In contrast to Tyson, we did not try to quantify the prognostic factors and only asked for an influence. The Dutch guideline states that the factors from the Tyson model “can be taken into account”; however, since the value of these prognostic factors is unknown for the Dutch population, no specific recommendations are given. In 2014 though, 3 years after introduction of the guideline and after this survey was done, Dutch data showed that no antenatal corticosteroids, male gender, maternal age >35 years, Caucasian ethnicity, non-cephalic presentation, and birth outside a level III hospital were predictors for mortality (together with GA) in a prematurity cohort of GA 250–316 [29]. This survey shows that some factors were taken into account in prenatal consultation at 24 weeks GA. Nevertheless, we should allow for an individual approach to these prognostic factors, since the models are mostly not developed for counseling decisions and, most important, they do not predict an individual course. However, these factors might be helpful in addition to the GA to identify the potential range of outcome.

Strengths and limitations

The strongest aspects of this study are the national level of the survey (all Dutch tertiary centers where included) representing our national situation. Also, the fact that most of the questions are directly related to content of the national guideline on perinatal practice makes it relevant for daily practice.
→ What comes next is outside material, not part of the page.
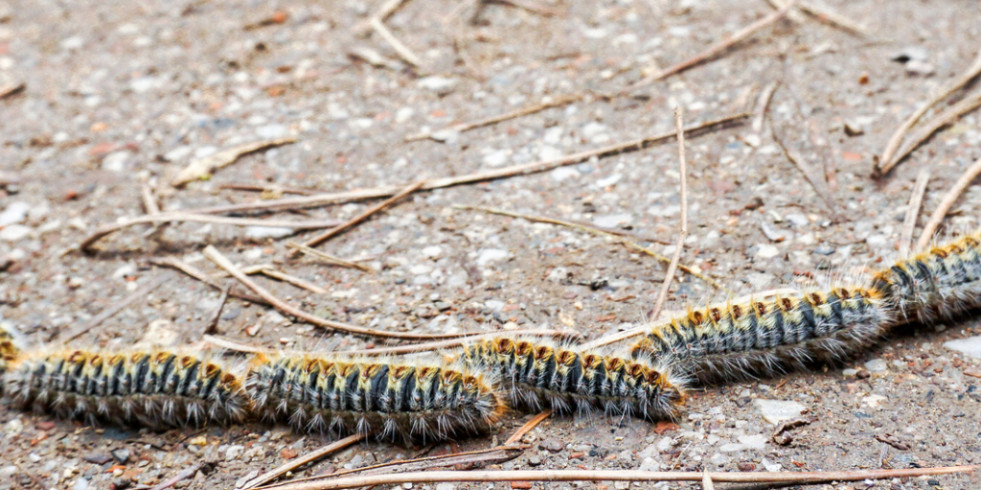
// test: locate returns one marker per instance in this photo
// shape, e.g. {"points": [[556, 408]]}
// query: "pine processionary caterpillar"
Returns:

This study also has limitations. Some degree of selection-bias cannot be ruled out. The character of the survey (asking for recommendations to parents and personal lower limits for certain decisions) might not be representative for actual practice; however, no less relevant since it is known that, despite guidelines or local policies, personal preferences influence decision-making [34]. Because of the long inclusion period (16 months) effects of experience or learning cannot be ruled out, and it is unsure to what extent results from this Dutch cohort can be generalized to the international situation. However, many countries do have guidelines, so the general conclusion on variety between individuals and between professions despite guidelines might be applicable.

Conclusions and future perspectives

This is the first study to asses physicians’ opinions on treatment decisions at the threshold of viability in the Netherlands. There was a wide variety in preferred treatment decisions at the limits of viability and in perceived lower limits of treatment between individual professionals. This variation was especially observed when aspects were not covered in the Dutch national guideline on perinatal practice in extreme prematurity. Furthermore, obstetricians and neonatologists disagreed on some aspects, particularly lower limits of GA for cardiac resuscitation and the influence of patient characteristics on initiating care. This variety and disagreement can lead to unwanted practice variation.

When items are covered in a guideline it seems to reduce, but not to exclude, variation. Especially when a guideline leaves room for interpretation, personal opinions will become more important. Revision of guidelines to cover more aspects might be a solution. However, more strict guidelines and recommendations that are based on national consensus need not interfere with an individualized approach, since making different choices based on patient characteristics and parental preferences are part of this consensus. The current study showed that in similar cases, dealing with different caregivers, different decisions can be made. At the limits of viability, it covers, by definition, decisions about life and death and practice variation is therefore even more unwanted.